Önce övgüler dizdiği İspanya örneğinde atılan birkaç adımı sıralıyor:
"İspanya daha önceki asker kökenli Savunma Bakanı geleneğine son verdi. Sosyalist hükümet döneminde bir sivil atandı.
- Ordu harcamaları, silah alım satımları, ordu mensuplarının tayinleri, kariyerleri üzerindeki tek karar mercii bakan oldu. Terfiler ve tayinler kontrol altına alındı.
- Jandarma Komutanlığı ilk kez genel müdür seviyesinde bir sivile bağlandı.

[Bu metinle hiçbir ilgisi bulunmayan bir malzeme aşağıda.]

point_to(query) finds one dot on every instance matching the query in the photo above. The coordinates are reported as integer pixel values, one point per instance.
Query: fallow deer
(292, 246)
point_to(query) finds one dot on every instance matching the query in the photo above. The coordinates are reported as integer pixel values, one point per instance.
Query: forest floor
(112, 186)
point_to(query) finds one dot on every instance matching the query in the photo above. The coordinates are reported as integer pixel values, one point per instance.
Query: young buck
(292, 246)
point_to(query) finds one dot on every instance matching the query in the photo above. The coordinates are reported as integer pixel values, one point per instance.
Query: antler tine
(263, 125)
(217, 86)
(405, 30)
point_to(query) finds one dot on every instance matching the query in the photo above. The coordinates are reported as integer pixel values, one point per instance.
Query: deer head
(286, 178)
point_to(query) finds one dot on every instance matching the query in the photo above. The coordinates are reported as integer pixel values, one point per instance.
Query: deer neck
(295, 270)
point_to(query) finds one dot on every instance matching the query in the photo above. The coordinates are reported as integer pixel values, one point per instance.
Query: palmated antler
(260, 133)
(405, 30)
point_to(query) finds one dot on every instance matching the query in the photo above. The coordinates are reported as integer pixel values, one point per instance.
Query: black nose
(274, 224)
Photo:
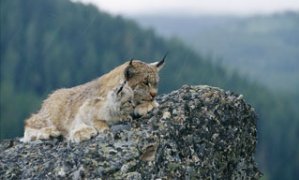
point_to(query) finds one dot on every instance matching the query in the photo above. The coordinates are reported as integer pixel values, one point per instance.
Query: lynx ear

- Bir yandan ordu içerisindeki general ve yüksek düzeyli ordu mensuplarının sayısı azaltılırken bir yandan ordunun modernizasyonu sağlandı.

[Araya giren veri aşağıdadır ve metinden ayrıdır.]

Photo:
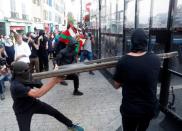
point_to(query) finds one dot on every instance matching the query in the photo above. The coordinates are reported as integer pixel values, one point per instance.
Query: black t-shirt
(22, 102)
(34, 51)
(138, 77)
(42, 47)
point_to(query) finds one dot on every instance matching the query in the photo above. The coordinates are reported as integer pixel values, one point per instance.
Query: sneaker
(77, 93)
(75, 128)
(2, 96)
(91, 73)
(64, 83)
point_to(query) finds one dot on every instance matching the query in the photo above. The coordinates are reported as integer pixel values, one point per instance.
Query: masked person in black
(25, 102)
(66, 56)
(138, 73)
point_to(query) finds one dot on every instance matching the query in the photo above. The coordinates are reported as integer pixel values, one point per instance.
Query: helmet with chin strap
(21, 72)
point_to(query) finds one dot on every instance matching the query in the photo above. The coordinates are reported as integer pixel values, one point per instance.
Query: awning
(17, 27)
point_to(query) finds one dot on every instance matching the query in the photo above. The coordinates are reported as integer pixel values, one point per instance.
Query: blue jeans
(3, 78)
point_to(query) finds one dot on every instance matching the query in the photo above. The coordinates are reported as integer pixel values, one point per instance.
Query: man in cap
(66, 56)
(25, 102)
(137, 73)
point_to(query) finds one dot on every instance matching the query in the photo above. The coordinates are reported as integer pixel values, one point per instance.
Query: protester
(137, 73)
(25, 103)
(69, 56)
(22, 50)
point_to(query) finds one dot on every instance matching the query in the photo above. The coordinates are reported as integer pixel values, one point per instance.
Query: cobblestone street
(96, 110)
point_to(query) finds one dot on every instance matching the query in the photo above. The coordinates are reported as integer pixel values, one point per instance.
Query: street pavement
(96, 110)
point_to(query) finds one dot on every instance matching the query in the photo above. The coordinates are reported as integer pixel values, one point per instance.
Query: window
(13, 6)
(45, 15)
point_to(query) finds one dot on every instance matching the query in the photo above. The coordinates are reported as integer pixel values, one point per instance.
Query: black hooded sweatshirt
(138, 76)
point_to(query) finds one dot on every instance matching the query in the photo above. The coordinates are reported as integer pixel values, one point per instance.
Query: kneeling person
(25, 102)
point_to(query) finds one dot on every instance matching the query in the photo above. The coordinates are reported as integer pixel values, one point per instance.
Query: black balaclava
(138, 41)
(72, 44)
(21, 72)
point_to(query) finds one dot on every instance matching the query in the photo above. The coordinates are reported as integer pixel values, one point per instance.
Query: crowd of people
(137, 73)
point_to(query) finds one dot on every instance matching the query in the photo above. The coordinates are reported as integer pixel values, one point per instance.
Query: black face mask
(138, 40)
(24, 76)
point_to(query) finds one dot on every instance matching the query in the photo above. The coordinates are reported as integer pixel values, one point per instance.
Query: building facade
(25, 15)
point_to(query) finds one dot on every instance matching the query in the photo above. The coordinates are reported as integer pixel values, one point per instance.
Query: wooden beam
(89, 66)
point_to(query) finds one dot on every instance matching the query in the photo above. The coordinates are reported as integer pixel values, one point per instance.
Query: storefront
(19, 29)
(2, 28)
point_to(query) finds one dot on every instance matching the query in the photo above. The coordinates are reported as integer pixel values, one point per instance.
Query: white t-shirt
(23, 49)
(88, 45)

Sonra, Türkiye'de de benzer şeylerin yapıldığını kabul ediyor ama eski yaklaşımdan kendini kurtaramıyor ve şöyle diyor:
"Ülkemizde son bir Yüksek Askeri Şûra (YAŞ) yaşandı ve bu YAŞ yorumlanmaya çalışılıyor. YAŞ'ın özeti Anıtkabir'de çekilen fotoğrafta saklıydı aslında. Cumhurbaşkanı en önde, siviller onun arkasında ve askerler arkaya atılmış, görünmüyorlar bile. Genelkurmay Başkanı görünmek için yandan kafasını çıkarmış."
Eee... Sorun ne? İspanya'da olanlar bundan farklı mı? Farklı olmadığını biliyor ki, bir adım sonra hakkı teslim ediyor:
"TSK'ye İspanya'da olanlar oluyor aslında adım adım. AKP de aynı temel yol haritası üzerinden gidiyor, sivillerin askeri güç karşısında otoritesinin somutlaştırılması ve TSK'nin yapısının değiştirilmesi. Fakat uygulanan metodun ana fikri farklı."
Tulga'ya göre Türkiye, TSK'daki değişimi askerleri "ikna" ederek yapmalıydı. Eski bir asker, bu eleştiriyle yetiniyorsa bu iş başarılmış demek. Ayrıca şunu da hatırlatmakta yarar var; hiçbir kurum veya kişi elindeki gücü "ikna" yoluyla devretmiyor, etmez de.
Görmek isteyenlere, Türkiye normalleşiyor ve sorunlara rağmen siyaset de ordu da olması gereken yere doğru gidiyor. Bunun ne anlama geldiğini daha çok tartışmalıyız.